You may feel less safe
As a single woman, I feel infinitely safer in major cities than I do rural areas. In a city, if you scream, someone is close enough to hear you. There are witnesses everywhere. You likely won’t lose cell service. If your car breaks down, the sheer number of passerby’s means someone is more likely to stop and help. The vastness of nature can be breathtaking, but at times a little spooky.
There’s Less Variety
Of course, our minds are infinitely creative and we can always come up with new ideas and make the best of what we have, but there’s generally fewer options for things to do in a small town. We get into our routines wherever we go, but you may find you need to travel to find new stimulation after the novelty wears off. There’s also going to be less variety in the people you meet, run into, and interact with. Typically, small towns aren’t known for their diversity.
You Don’t Need to Leave to be New
Six years ago, when I left the area I grew up in, I wanted to start fresh. I wanted to be new. I was new, in many ways, and perhaps new habits wouldn’t have stuck as well had I not totally changed up my environment. I made new friends, faced new struggles, adapted to a new culture, and I was afraid to return home and return back to who I “was.” I now see, and believe, that we are always new. Sometimes a new environment can help us reestablish ourselves, but we are always new, whenever we chose to be.

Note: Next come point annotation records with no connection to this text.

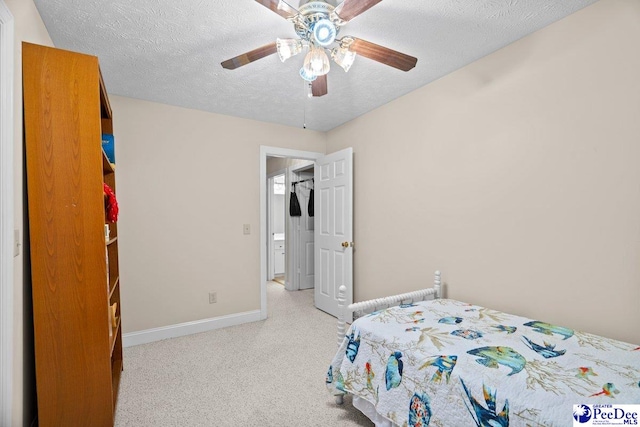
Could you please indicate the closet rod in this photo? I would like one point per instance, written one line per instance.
(304, 180)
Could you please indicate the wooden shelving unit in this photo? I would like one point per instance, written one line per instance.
(74, 269)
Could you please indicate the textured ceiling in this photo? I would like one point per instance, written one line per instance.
(169, 51)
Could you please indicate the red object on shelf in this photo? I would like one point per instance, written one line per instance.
(111, 204)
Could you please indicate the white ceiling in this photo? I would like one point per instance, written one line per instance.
(169, 51)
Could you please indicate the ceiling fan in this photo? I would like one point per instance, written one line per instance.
(318, 23)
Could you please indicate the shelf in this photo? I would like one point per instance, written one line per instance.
(106, 166)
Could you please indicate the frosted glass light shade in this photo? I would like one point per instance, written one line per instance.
(308, 77)
(288, 48)
(343, 57)
(316, 62)
(324, 32)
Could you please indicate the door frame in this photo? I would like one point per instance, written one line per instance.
(266, 151)
(6, 213)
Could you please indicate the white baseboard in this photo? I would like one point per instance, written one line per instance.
(188, 328)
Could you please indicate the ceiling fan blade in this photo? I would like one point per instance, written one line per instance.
(383, 54)
(319, 86)
(253, 55)
(349, 9)
(280, 7)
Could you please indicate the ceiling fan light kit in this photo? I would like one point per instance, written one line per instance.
(318, 23)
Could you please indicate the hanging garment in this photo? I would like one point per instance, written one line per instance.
(294, 204)
(310, 207)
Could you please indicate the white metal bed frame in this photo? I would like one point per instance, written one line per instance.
(363, 307)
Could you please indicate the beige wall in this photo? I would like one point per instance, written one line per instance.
(517, 176)
(28, 26)
(187, 182)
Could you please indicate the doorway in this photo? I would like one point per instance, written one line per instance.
(275, 161)
(290, 233)
(333, 225)
(276, 223)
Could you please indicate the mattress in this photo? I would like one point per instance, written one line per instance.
(448, 363)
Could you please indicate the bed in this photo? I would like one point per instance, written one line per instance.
(423, 360)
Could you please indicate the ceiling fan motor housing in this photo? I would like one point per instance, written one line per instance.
(314, 11)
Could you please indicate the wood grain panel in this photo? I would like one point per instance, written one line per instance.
(62, 116)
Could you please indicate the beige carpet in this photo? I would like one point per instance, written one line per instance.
(268, 373)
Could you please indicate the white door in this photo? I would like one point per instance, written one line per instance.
(333, 229)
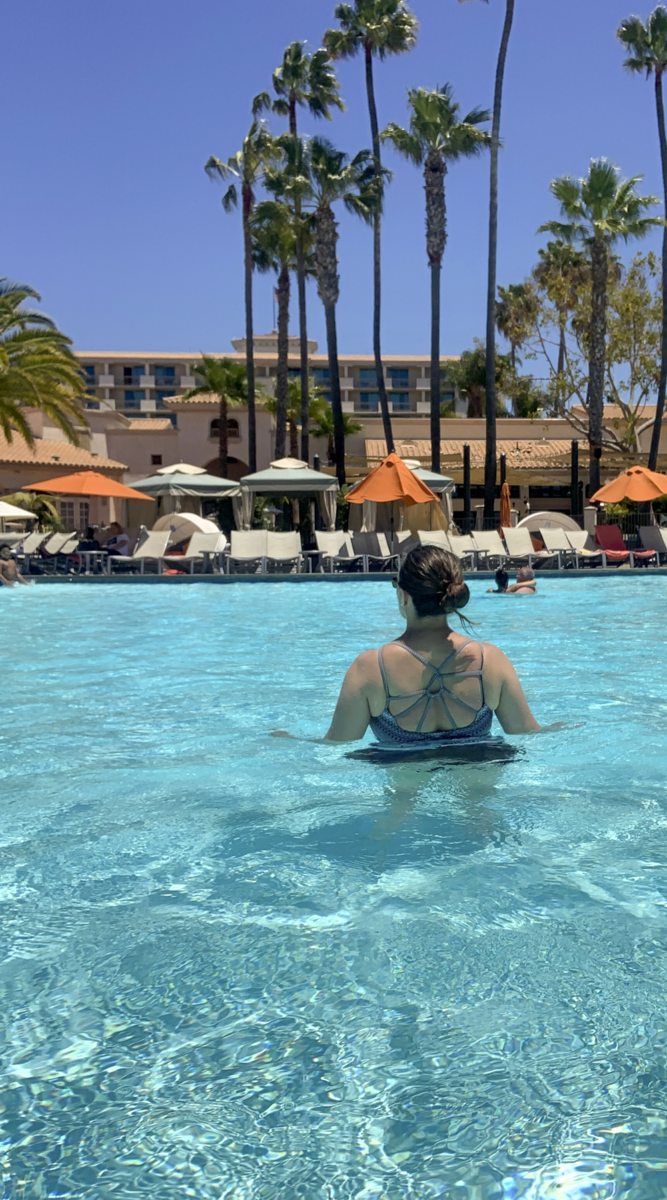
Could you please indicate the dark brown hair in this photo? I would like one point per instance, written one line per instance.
(433, 580)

We can choose to be new, to start over, to think differently, eat differently, love differently, every day, regardless of where we are.
Conclusion
So, there you have it. This is what I learned after three years in a small town. It gave me boredom, renewed creativity, nature, and connection with people different from me. It gave me more appreciation for big cities. It gave me peace and quiet. Eventually I got bored. I’m back to a big city and happy about it. One day, when I’m a little older, I could see myself in a smaller city again, but maybe not quite so small.
There’s no perfect place, but I’m learning different places can offer us what we need at different times in our life. I’m going to keep exploring, or maybe stay put for a while. To be continued.